Micro-average quality numbers
Precision: 0.9455, Recall: 0.8013, F1-measure: 0.8674
Macro-average quality numbers
Precision: 0.6493, Recall: 0.3948, F1-measure: 0.4665


# Result Interpretation:
For Micro Average, the Precision & Recall are both high. This means that the correctly predicted positive observations from the total predicted positive observations is high i.e. True Postive rate is high and the correctly predicted positive observations to the all observations in actual class is also high i.e. High Sensitivity. F1 Score being the weighted average of Precision and Recall, is high since both Precision & Recall is high. 
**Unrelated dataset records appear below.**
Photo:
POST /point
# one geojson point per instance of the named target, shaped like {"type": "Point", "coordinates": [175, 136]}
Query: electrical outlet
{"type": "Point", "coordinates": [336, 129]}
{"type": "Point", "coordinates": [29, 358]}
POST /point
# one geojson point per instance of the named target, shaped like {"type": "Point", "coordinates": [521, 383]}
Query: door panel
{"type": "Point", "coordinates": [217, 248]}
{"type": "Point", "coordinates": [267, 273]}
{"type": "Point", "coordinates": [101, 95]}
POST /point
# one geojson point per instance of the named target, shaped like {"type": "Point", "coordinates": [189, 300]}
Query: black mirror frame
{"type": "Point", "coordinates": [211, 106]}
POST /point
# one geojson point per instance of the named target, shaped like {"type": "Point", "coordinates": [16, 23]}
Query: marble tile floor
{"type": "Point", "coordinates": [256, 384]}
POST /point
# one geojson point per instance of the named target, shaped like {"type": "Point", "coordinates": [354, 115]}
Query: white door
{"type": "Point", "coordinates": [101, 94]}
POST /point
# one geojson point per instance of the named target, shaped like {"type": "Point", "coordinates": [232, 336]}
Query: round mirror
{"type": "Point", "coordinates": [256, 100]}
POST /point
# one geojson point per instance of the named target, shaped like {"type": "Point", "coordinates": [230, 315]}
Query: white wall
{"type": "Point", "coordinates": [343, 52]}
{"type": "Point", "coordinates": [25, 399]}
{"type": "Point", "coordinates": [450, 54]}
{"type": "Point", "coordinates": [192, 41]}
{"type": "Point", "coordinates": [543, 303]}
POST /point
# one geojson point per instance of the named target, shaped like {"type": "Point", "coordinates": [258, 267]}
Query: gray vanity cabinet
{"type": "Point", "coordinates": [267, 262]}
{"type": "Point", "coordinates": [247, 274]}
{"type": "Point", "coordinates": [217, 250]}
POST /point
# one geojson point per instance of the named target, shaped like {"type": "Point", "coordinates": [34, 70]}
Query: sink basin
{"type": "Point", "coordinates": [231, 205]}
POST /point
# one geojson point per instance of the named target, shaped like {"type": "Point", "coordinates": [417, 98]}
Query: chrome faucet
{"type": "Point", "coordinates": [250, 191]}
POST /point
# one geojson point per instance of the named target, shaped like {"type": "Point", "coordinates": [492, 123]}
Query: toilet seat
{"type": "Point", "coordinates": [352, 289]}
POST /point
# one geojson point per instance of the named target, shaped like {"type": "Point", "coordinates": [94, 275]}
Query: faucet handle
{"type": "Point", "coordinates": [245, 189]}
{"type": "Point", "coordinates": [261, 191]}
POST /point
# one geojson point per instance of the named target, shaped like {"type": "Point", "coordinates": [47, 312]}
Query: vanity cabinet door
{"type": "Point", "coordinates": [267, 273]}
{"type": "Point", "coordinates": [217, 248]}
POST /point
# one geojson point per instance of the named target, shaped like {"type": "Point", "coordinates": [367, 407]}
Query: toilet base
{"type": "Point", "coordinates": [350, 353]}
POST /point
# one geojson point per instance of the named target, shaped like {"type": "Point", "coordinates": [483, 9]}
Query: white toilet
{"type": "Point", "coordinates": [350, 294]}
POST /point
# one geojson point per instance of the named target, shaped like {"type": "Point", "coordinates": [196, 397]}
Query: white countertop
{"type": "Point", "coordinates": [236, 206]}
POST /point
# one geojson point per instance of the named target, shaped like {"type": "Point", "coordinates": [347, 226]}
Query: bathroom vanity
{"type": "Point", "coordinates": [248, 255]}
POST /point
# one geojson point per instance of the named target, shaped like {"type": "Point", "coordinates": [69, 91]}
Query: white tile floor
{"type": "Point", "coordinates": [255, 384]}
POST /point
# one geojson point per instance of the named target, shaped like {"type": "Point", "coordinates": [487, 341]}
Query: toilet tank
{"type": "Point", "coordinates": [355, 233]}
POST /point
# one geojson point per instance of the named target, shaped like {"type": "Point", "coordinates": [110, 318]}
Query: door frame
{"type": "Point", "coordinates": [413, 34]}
For Macro Average, the Precision is decent while Recall is pretty low. This means that the correctly predicted positive observations from the total predicted positive observations is high i.e. True Postive rate is high and the correctly predicted positive observations to the all observations in actual class is pretty low i.e. Low Sensitivity. F1 Score being the weighted average of Precision and Recall, is average since Precision is decently good while Recall is low.

# Conclusion:
- I will be proceeding with Micro Average parameters since micro averaged results are a true measure of effectiveness on the large classes in a test collection. Micro Average method pools per-document decisions across classes, and then computes an effectiveness measure on the pooled contingency table.

- To summarize this approach, I did some intial data pre-processing, converted the terms into tokens, used TFidf to create vecors, used MLB for one hot encoding on with multiple features, used OneVsRest classifier for the multi class classification and used Micro Average parameters for evaluation of model performance basis Precison, Recall and F1-Score.

- The way forward can be to introduce user defined features that are related with the business domain for the dataset, that will result in further improving the Precision, Recall and F1-score. We can also try other NLP processes like Lemmetization, Named Entity Recognition, PoS Tagging etc. to further clean our training data and improve the training model.